For all of human history, the eras have been defined by the most important materials used as tools and building materials. The human race has progressed from the Stone Age to the Bronze, Iron, and Steel Ages. We are currently in what is widely regarded as the Information Age. With the invention of the Internet, cell phones, television, phone, and radio, information can be sent and be used by anyone in the world to anyone else almost instantaneously. Even today’s materials are not as static as their historical counterparts. There are materials today that are able to change their properties based on their surrounding environment and when materials are made on the nanoscale they cease to follow normal rules of physics and instead follow quantum physics. Their properties are unpredictable because nanoparticles are in somewhat of an exotic state.
Today we were introduced to many new materials that could potentially revolutionize our world. Dr. Yang Yang showed us new plastic polymers that can be used as solar cells. These plastic polymers are only 50% as efficient as current silicon solar cells, but their price, hundreds or thousands time cheaper. One of the main setbacks of current solar technology is its price and these extremely cheap solar cells can bring solar technology to practically anyone.
Also there are new materials called sol-gels (sol for solution and gel for material). These sol-gels can make amazing thing based on the conditions in which they are made.
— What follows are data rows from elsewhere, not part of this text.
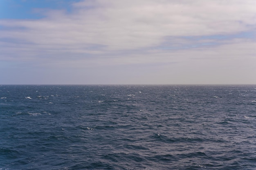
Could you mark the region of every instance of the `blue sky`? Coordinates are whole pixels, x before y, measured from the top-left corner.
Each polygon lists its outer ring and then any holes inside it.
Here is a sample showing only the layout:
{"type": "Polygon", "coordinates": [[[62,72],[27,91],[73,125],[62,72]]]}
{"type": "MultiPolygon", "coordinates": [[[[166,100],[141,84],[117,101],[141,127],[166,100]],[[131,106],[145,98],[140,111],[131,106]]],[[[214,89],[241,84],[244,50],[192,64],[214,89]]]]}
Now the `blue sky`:
{"type": "Polygon", "coordinates": [[[2,0],[0,84],[256,84],[256,5],[2,0]]]}

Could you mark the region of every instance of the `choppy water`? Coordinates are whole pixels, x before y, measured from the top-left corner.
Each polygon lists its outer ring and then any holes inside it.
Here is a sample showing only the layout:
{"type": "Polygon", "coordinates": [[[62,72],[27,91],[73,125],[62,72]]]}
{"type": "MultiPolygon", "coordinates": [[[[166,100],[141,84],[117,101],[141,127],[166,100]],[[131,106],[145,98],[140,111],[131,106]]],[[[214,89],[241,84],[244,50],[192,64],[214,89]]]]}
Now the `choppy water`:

Even glass can be made at this way, and even at room temperature, a thousand degrees cooler than conventional methods.
Under different conditions, aerogel can be made. due to the amount of air in it, more than 96% air, it has incredible heat-resistant properties. It is even being used in the Space Shuttles for insulation.
http://www.lbl.gov/Science-Articles/Archive/aerogel-insulation.html
http://photo2.si.edu/infoage/infoage.html
http://debatecoaches.org/wp-content/ev/08-09/high-energy-prices-plastic.doc (page 33)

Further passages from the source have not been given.